Peu de temps après l’adoption de la loi anti-gaspillage alimentaire, la campagne « Finissez votre assiette », alors menée par la société civile, fût reprise par China Guanghua Technology Foundation, une fondation affiliée à la Ligue de la Jeunesse Communiste de Chine, afin d’éduquer la population à adopter des habitudes alimentaires plus durables. Entre 2022 et 2023, les réseaux sociaux ont rapporté et soutenu la campagne de manière fréquente.
Néanmoins, l’efficacité de l’initiative dirigée à présent par l’État est remise en question.
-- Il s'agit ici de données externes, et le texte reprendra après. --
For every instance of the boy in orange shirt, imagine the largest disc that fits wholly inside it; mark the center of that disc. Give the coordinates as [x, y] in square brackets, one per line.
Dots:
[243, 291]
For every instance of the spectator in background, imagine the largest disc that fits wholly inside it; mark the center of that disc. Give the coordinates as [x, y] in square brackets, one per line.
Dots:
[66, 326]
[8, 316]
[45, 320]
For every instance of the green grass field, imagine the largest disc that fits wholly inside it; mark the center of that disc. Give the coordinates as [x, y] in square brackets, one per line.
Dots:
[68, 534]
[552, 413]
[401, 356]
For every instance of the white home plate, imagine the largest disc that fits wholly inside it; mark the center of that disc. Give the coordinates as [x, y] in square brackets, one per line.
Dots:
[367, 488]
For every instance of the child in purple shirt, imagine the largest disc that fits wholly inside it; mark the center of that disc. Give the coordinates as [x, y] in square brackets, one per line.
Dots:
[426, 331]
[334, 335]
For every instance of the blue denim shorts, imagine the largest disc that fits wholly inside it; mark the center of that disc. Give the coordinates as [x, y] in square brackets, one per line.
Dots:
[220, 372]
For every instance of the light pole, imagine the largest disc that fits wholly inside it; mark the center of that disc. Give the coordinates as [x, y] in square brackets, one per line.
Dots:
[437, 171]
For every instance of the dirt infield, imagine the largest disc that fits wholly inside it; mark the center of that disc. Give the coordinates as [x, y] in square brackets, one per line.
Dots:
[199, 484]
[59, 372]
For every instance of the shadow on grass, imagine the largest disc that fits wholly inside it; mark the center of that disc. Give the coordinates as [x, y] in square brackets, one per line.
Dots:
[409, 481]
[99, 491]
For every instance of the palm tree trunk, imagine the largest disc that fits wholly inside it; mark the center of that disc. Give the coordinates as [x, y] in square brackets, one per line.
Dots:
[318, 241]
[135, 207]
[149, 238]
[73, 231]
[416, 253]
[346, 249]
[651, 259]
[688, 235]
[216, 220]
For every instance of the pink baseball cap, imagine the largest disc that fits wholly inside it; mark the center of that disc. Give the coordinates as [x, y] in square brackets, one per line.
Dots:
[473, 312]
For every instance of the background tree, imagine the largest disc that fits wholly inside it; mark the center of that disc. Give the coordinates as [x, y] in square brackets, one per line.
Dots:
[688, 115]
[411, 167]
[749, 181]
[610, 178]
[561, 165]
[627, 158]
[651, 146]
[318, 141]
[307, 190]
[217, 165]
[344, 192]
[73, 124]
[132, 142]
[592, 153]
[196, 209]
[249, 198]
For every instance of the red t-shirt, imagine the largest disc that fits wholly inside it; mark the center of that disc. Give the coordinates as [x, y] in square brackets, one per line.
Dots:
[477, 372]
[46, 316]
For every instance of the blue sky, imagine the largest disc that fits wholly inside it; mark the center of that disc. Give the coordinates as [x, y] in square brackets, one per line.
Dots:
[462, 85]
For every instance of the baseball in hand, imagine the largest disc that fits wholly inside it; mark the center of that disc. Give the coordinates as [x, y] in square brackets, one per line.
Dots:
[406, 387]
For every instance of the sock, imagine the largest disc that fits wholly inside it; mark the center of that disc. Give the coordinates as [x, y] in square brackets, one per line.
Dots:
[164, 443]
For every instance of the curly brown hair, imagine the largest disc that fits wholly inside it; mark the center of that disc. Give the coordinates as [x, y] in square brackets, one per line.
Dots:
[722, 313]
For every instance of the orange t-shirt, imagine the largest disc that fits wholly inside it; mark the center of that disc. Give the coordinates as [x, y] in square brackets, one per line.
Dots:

Comme l’ont souligné des chercheurs, alors que la loi anti-gaspillage règlemente essentiellement les activités liées au marketing alimentaire et à la restauration, lorsque la nourriture est sur le point d’être consommée, elle contrôle et sanctionne essentiellement les secteurs de la restauration et des médias, au lieu de lutter contre le gâchis alimentaire au niveau du processus de production.
Sur ce point, les « mukbangs » (d’origine coréenne), un phénomène internet consistant à publier des vidéos où des personnes consomment de la nourriture, sont devenus la cible principale de la loi.
Les hôtes de mukbangs consomment d’énormes quantités de nourriture tout en interagissant avec leur audience lors de diffusions en direct. Ce type de vidéo est très populaire en Asie, y compris en Chine, et attirent des millions d’internautes dans le but de se divertir et d’assouvir une envie de nourriture primaire et par procuration.
Plusieurs mois avant l’adoption de la loi, les autorités chinoises ont averti les plateformes médiatiques d’effacer tout contenu contribuant au gâchis alimentaire. Maintenant les médias, les plateformes et tout dirigeant responsable sont passibles d’une amende entre 10 000 et 100 000 yuans (soit environ entre 1 500 à 15 000 USD) en cas de graves infractions.
Les réseaux sociaux ont alors commencé à supprimer les mukbangs de leurs plateformes. Des créateurs ont effacé leur contenu, ou se sont orientés vers d’autres thématiques alimentaires telles que les critiques de restaurants ou les tutoriels de cuisine. D’autres ont migré leurs vidéos vers des plateformes hors de portée de la juridiction chinoise, telles que YouTube, pour ensuite télécharger de nouveau des versions éditées afin de contourner les règles. Certains continuent encore à tester les limites du gaspillage alimentaire en diffusant leurs vidéos à minuit, en finissant toute leur nourriture et en ajoutant un message d’avertissement.
Sur Douyin (la version chinoise de TikTok), un message apparait lorsqu’un internaute recherche des mukbangs : « Appréciez la nourriture. Dites non au gaspillage. Un bon régime alimentaire. Une vie saine. ». Capture d’écran. Fair use.
Aujourd’hui le gâchis alimentaire en Chine n’est pas seulement un problème d’ordre culturel, lequel a été abordé depuis déjà plus d’une décennie grâce à la campagne « Finissez votre assiette » et la loi anti-gaspillage alimentaire. Comme le soulignent des socio-économistes, le défi auquel fait face la Chine en matière de durabilité est plus étroitement lié à l’étape de production de la chaine d’approvisionnement plutôt qu’au niveau des consommateurs.
Selon des estimations de 2022, la Chine perdait post-récolte entre 289 et 368 millions de tonnes de nourriture par an, alors que le gaspillage alimentaire au stade de la consommation se situait entre 27 et 35 millions de tonnes, avec un taux de perte de 5 %. Le problème de surcapacité du secteur agroalimentaire en est probablement la cause.
L’an dernier, afin de pallier au problème de surproduction, le Conseil des affaires de l’État chinois a publié un plan d’action visant à réduire d’ici 2027 les taux de pertes de céréales et de nourriture durant leur production, stockage, transport et transformation, à un niveau inférieur à la moyenne internationale.